US pharmaceutical company's "antibody drug" FDA permits emergency use Effective for mild and medium-sized symptoms November 10, 13:08

The US FDA = Food and Drug Administration has urgently used the "antibody drug" being developed by the pharmaceutical company Eli Lilly as a treatment for the new coronavirus, saying that it has a certain effect on patients with mild to moderate symptoms. Announced that it has issued permission.

The FDA announced on the 9th that Eli Lilly, an American pharmaceutical company, has issued an urgent license to use the antibody drug "Bamurani Bimab," which is under development as a treatment for the new coronavirus.

It can be used by patients aged 12 years or older, weighing 40 kg or more, and at high risk of becoming severely ill or hospitalized.
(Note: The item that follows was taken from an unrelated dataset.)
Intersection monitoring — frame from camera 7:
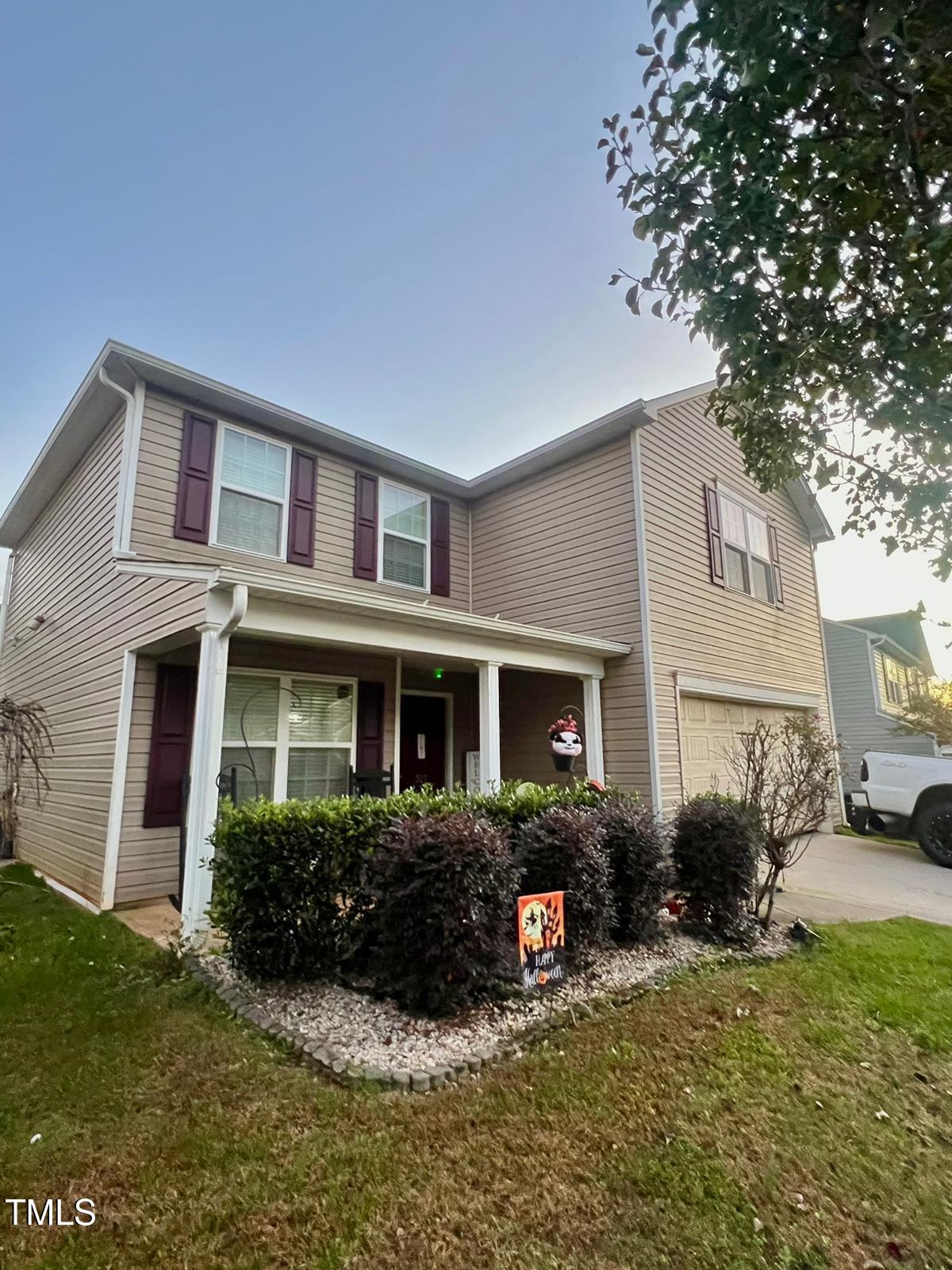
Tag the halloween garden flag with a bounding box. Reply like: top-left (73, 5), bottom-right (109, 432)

Antibody drugs artificially create a substance called an "antibody" that eliminates foreign substances in the body and administer it to patients as a drug.According to the FDA, it is administered according to the preliminary results of clinical trials of "Bamuranibimab". The effect was that the percentage of patients who received hospitalization and emergency treatment was lower than that of patients who did not receive it.

For this reason, the FDA states that "bamuranibimab" is more effective than risk in patients with mild to moderate symptoms.

On the other hand, administration is not permitted for patients who require a respirator because the symptoms may worsen.